There seemed to be copious cotton fields, way before we'd even got into Georgia - more than I remembered from last time - a more pc substitute for tobacco perhaps?
   We overnighted in Fuquay-Varina, North Carolina, once a spa town. "There's not much left of the waters, just a little stream. Blink and you've missed it!" said the girl in the delectable Stick Boy Bread Company bakery, which sold  us croissants and brioches and great lattes.
  Monday saw mist rising over fields and rivers.    We passed a sign for a Dickensian-sounding law firm, "Thigpen and Jenkins". Some houses, like this one being renovated in Carthage, were gracious,


Others a little less so.


A typical sunny main street.


What was this? Not a forest fire but a tractor in (yet another) a cotton field.


Hooray! Our first palm tree, in a place called St Matthew's


And our first avenue of live oaks with trailing Spanish moss.
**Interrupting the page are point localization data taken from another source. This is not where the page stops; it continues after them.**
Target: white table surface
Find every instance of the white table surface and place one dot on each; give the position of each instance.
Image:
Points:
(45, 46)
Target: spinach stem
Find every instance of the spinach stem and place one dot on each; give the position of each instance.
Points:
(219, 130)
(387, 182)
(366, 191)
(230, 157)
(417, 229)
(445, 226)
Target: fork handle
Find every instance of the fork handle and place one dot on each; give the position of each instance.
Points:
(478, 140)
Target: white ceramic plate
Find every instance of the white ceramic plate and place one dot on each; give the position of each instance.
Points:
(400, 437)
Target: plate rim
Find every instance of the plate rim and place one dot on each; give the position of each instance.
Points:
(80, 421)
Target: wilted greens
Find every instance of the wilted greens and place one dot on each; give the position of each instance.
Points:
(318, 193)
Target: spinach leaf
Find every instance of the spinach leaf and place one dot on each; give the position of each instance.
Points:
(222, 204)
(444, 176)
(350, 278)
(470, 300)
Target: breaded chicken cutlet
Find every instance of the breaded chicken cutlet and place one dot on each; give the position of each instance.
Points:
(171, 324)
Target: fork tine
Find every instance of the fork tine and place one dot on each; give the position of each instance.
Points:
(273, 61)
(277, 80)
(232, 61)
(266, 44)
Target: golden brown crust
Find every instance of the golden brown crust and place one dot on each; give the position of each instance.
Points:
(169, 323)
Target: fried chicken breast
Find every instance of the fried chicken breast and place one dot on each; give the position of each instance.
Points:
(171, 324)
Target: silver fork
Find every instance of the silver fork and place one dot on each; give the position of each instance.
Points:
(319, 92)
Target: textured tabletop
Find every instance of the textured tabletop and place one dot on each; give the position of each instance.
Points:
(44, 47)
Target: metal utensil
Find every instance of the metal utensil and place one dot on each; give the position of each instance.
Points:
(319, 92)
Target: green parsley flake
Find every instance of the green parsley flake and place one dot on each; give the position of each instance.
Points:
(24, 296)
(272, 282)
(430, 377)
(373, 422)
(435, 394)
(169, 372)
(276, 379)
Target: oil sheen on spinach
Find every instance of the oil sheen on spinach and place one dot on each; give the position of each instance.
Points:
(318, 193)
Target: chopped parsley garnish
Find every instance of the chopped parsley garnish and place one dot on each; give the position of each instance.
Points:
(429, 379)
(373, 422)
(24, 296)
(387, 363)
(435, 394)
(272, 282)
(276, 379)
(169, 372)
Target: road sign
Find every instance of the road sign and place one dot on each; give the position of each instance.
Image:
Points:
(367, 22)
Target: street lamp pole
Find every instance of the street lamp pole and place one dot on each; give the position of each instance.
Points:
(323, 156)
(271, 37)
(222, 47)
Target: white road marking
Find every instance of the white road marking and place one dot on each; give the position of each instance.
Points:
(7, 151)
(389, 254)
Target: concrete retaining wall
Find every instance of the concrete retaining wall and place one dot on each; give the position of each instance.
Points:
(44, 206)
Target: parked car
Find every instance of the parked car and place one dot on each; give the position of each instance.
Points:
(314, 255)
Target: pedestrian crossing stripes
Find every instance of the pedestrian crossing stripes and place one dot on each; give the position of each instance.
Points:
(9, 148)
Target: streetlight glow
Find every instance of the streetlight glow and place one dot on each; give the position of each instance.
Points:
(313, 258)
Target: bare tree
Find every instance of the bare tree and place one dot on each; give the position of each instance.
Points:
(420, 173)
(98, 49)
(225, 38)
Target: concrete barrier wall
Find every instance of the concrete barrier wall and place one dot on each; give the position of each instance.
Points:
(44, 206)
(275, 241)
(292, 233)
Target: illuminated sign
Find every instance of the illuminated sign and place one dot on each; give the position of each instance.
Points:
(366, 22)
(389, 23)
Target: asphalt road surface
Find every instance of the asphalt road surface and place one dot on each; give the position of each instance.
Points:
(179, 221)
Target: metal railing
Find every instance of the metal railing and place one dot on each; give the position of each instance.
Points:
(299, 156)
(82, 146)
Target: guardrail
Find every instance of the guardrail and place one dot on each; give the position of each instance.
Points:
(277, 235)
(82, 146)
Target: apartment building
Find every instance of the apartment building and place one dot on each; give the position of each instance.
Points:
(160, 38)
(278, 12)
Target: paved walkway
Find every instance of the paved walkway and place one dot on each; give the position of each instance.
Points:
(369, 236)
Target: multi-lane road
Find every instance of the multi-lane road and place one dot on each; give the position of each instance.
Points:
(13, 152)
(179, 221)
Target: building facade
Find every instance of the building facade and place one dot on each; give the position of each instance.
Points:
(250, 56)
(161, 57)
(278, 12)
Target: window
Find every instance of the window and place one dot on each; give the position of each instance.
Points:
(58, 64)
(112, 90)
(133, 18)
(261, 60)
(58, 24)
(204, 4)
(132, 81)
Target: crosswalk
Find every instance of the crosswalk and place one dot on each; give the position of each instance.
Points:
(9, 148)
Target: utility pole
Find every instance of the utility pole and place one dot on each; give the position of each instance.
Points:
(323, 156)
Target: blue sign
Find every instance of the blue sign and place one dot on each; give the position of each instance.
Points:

Yep - we were really down south now! Even if the places nearby were called Denmark, Norway, Sweden and Finland.
  But all wasn't so sunny. At one point, in South Carolina,  we found ourselves in a dead zone - in more senses than one.  No phone reception anywhere, almost derelict towns, closed down factories, grass growing through concrete cracks, deprivation. It looked like a scene from the Walking Dead, with not even a zombie in sight. They must have really felt the recession here. We hadn't planned where to stay the night and this was one region of America where there wasn't the usual forest of hotels and fast food places on the outskirts of every town. The only motels were either boarded up or made Bates look like the Ritz. Finally, in Hampton, a fairly decent Days Inn.  Trains howled along the track opposite and and an angry baby screamed through the night but there was white clapboard and a wooden swing-seat and cheerful yellow tablecloths in the breakfast room. The manager had done the dried flower arrangements herself. The girl at the desk directed us to a Mexican restaurant we could walk to and it proved to be friendly and full of hunters in camouflage - their deer season lasts from August to January and you can bag as many as you want. To sister-in-law's endless amusement, The waitress struggled with my English English - normally they don't understand when I say "water"; she didn't understand when I said "salt", as in "Please, no salt on my 99 cent Margarita". Yes the Margaritas were just 99 cents. Things were looking up.